We have found that a job will fail when we run it over 10 or more months(9 side outputs).

Is this a limit on Cloud Dataflow or is it a bug?

I noticed in the execution graph when it was running with more than 8 side outputs that some of the outputs said "running" but they didn't seem to be writing any records.

Here are some of our job ids:

2015-06-14_23_58_06-14457541029573485807 (8 side outputs - passed)
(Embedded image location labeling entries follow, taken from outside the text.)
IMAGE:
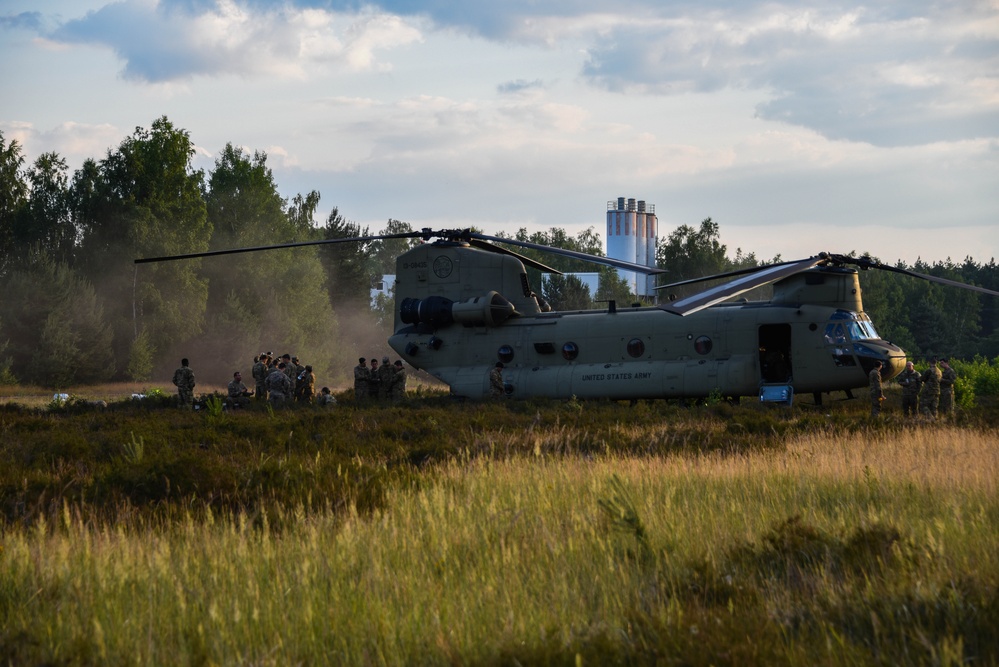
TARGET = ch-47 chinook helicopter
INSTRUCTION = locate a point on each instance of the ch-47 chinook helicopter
(464, 303)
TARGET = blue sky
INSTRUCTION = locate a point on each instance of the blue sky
(797, 127)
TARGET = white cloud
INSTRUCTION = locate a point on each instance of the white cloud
(158, 43)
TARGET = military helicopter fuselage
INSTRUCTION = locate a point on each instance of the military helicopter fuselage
(460, 309)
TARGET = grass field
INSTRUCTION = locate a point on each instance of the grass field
(498, 533)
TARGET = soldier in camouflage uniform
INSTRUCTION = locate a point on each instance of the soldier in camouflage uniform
(306, 388)
(326, 398)
(239, 395)
(910, 382)
(183, 378)
(496, 380)
(260, 376)
(398, 392)
(361, 376)
(279, 386)
(374, 381)
(948, 376)
(386, 374)
(929, 395)
(877, 393)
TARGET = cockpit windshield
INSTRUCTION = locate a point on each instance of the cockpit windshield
(846, 325)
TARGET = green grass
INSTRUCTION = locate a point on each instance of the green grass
(520, 533)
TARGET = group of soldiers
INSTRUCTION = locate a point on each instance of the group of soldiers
(931, 391)
(386, 382)
(281, 380)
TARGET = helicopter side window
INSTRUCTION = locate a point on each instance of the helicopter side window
(636, 347)
(835, 334)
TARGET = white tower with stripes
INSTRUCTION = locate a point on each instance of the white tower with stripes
(632, 232)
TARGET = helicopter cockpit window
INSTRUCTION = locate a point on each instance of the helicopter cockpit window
(857, 327)
(863, 329)
(636, 347)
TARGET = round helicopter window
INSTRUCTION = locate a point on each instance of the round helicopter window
(636, 347)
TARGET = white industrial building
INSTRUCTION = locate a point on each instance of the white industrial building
(632, 235)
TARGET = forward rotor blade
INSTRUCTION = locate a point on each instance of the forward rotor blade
(606, 261)
(489, 247)
(763, 276)
(298, 244)
(727, 274)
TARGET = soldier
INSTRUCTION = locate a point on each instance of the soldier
(374, 381)
(183, 377)
(929, 395)
(398, 392)
(361, 376)
(306, 387)
(260, 376)
(279, 385)
(948, 376)
(910, 381)
(386, 374)
(496, 380)
(239, 395)
(877, 394)
(326, 398)
(298, 370)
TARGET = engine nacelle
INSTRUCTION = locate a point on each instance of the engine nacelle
(490, 310)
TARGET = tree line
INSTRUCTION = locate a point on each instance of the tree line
(77, 310)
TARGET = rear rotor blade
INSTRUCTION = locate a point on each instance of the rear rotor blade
(868, 263)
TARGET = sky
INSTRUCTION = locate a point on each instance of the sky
(797, 127)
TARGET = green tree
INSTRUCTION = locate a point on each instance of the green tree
(385, 251)
(46, 221)
(54, 325)
(13, 197)
(691, 253)
(144, 199)
(274, 299)
(349, 266)
(566, 292)
(612, 287)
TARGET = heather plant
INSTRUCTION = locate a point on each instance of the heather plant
(869, 549)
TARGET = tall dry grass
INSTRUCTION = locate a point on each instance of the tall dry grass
(863, 551)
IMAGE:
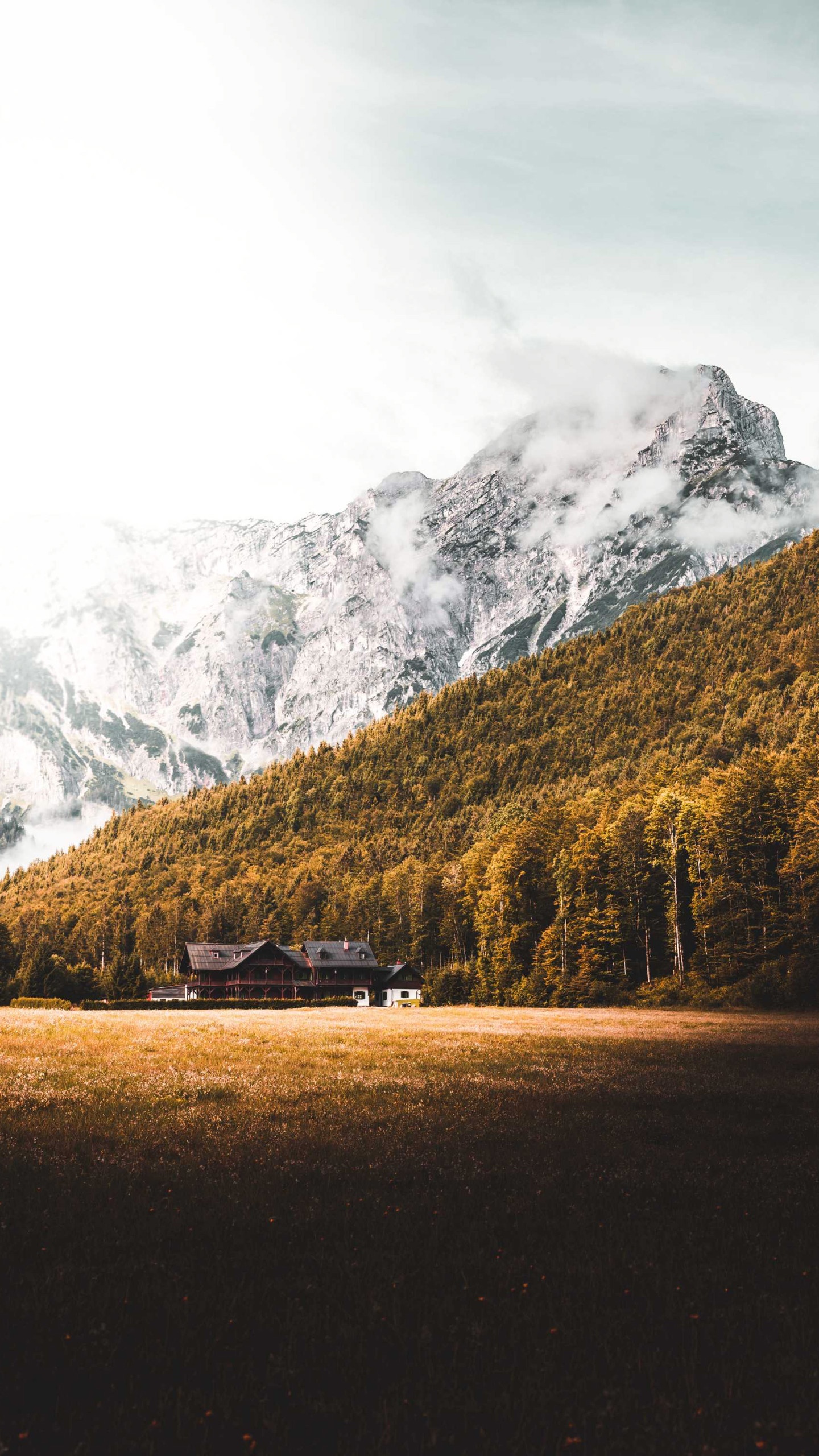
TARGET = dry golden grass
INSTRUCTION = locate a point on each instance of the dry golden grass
(407, 1232)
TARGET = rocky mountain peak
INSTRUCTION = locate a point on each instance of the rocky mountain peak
(196, 654)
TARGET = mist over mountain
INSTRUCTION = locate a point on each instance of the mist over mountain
(140, 663)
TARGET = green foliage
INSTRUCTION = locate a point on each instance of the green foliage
(630, 810)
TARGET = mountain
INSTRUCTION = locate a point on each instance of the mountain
(154, 661)
(631, 812)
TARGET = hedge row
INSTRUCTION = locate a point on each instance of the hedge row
(206, 1005)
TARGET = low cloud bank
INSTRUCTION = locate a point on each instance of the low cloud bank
(47, 832)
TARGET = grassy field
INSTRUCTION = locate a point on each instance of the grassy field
(437, 1231)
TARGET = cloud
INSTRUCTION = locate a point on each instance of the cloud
(714, 528)
(50, 830)
(398, 537)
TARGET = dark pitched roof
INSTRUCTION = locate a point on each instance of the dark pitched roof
(210, 953)
(401, 974)
(330, 956)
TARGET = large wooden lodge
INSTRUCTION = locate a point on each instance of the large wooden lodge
(315, 970)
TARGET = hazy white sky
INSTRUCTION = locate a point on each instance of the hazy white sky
(257, 254)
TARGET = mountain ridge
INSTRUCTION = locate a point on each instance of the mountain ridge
(203, 653)
(628, 813)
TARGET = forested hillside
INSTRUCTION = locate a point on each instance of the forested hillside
(630, 813)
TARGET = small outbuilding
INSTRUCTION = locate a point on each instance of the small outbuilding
(400, 986)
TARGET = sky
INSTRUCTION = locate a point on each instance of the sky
(258, 254)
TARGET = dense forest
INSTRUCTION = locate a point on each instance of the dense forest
(628, 816)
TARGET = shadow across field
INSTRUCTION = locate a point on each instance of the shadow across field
(444, 1231)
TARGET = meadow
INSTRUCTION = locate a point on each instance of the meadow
(449, 1229)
2015-06-14_23_48_43-15277609445992188388 (9 side outputs - failed)

2015-06-14_23_11_46-10500077558949649888 (7 side outputs - passed)

2015-06-14_22_38_48-1428211312699949403 (3 side outputs - passed)

2015-06-14_21_44_27-16273252623089185131 (11 side outputs - failed)

This is the code that processes the data. There is no caching involved. (TressOutputManager only holds a cache of TupleTag<TableRow>)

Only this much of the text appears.